Die Macherin

Als sie in Graubünden kein Strassenfussballteam fand, gründete Habiba Khalili kurzerhand selber eines. Heute trainiert die 23-Jährige den FC Surprise Chur und pfeift als Schiedsrichterin Junior*innenspiele. Von einer, die sich so schnell nicht aufhalten lässt.

13.06.2025TEXT: NATALIA WIDLA, FOTOS DÉSIRÉE GOOD

In der Halle des Schulhauses Daleu nicht weit vom Bahnhof Chur trainiert auch an diesem Freitagabend der Strassenfussballclub FC Surprise Chur. Obwohl das offizielle Training erst nach 20 Uhr beginnt, sind drei junge Männer schon früher da und kicken kraftvolle Schüsse auf das an die Wand gemalte Tor. «Unser Goalie muss noch etwas üben, weil er noch nicht so lange dabei ist», sagt Habiba Khalili, deshalb seien die drei schon früher gekommen. Und weil es im Strassenfussball oft zu unerwarteten Positionswechseln kommt, übt der Goalie jetzt auf Torschüsse. Am Tag darauf spielt das Team ein Strassenfussballturnier in Zürich, das zweite der aktuellen Saison. Wirklich nervös wirkt hier aber niemand, eher freudig, ausgelassen.

Als Habiba Khalili die kleine Sporthalle betritt, ist sofort klar, dass sie ein unersetzlicher Teil dieses Teams ist. Die drei Männer pausieren ihr Training, begrüssen Khalili, fragen, wie sie bei der Vorbereitung der Aufwärmübungen helfen können. Nach und nach treffen auch die anderen Teammitglieder ein, klatschen einander ab, ziehen sich mit Anekdoten auf oder sprechen über die Arbeit. Khalili fängt derweil an, kleine Hütchen in einem Slalom auf dem Boden zu verteilen. Auch wenn die 23-Jährige das selbst vermutlich nicht so unterschreiben würde: Der FC Surprise Chur ist in gewisser Art und Weise Habiba Khalilis Club. Sie hatte die Idee, sie hat Anfang Jahr die Initiative ergriffen und den Verein gegründet. «Eigentlich spiele ich in der Verteidigung, aber manchmal bin ich plötzlich auch im Sturm», sagt Khalili.
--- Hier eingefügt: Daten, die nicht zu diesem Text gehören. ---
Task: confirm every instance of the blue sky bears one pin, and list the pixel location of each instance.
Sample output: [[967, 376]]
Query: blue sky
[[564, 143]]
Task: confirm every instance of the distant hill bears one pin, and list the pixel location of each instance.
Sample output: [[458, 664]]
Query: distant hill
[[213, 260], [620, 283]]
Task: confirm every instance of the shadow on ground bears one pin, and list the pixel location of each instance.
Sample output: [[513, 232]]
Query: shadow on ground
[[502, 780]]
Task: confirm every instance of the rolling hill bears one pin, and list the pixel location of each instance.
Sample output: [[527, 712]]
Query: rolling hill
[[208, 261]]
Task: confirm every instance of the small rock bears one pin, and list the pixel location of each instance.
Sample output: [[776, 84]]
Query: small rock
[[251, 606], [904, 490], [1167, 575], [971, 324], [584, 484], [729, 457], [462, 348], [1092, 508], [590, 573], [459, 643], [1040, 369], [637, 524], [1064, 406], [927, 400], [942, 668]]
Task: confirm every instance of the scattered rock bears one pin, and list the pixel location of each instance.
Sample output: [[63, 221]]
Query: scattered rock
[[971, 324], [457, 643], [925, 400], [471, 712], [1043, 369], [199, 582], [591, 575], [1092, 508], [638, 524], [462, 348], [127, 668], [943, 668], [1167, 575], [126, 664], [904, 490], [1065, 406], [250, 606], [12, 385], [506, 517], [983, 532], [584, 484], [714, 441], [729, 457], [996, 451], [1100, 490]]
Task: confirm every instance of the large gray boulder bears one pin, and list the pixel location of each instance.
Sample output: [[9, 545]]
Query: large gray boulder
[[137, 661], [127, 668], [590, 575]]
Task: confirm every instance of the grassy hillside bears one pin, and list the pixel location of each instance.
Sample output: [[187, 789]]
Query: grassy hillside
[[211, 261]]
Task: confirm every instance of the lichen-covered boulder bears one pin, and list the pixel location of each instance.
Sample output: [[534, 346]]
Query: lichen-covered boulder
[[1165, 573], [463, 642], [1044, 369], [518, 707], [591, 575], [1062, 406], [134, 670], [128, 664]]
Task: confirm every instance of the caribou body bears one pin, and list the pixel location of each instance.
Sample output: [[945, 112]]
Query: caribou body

Eine offizielle Trainerin hat der erste und bisher einzige Bündner Strassen­fussballclub nicht – Khalili ist als erfahrenste Spielerin diejenige, die anleitet, vormacht, organisiert. Und wenn sie etwas erklärt, hören die anderen zu. Auf die Frage hin, ob sie hier das Sagen hätte, lächelt Khalili nur verlegen. «Nein, wir sind alle Freunde, ich spiele einfach schon am längsten Strassenfussball.» Manchmal fliegt ein ungeplanter Ball quer durch die Halle, jemand macht einen Witz, es wird viel gelacht. Doch als Khalili mit den Aufwärmübungen anfängt, richten sich wieder alle Augen auf sie. Konzentriert dribbelt sie durch einen kleinen Parcours, führt den Ball eng an ihrem Fuss, sagt zwischendurch die nächste Übung an und verfolgt zugleich den Fortschritt ihrer Teamkolleg*innen. Diese stille Autorität, die Khalili bei ihren Teamkollegen geniesst – bis auf ihre Schwester und sie sind es momentan allesamt Männer –, kommt nicht von irgendwoher: Sie ist eine begabte und passionierte Fussballerin. Wenn Khalili am Ball ist, vergisst sie das Drumherum – sprintet, übt Tricks, zeigt ihr Können. Dass ihr das eines Tages in dieser Form möglich sein würde, schien lange undenkbar.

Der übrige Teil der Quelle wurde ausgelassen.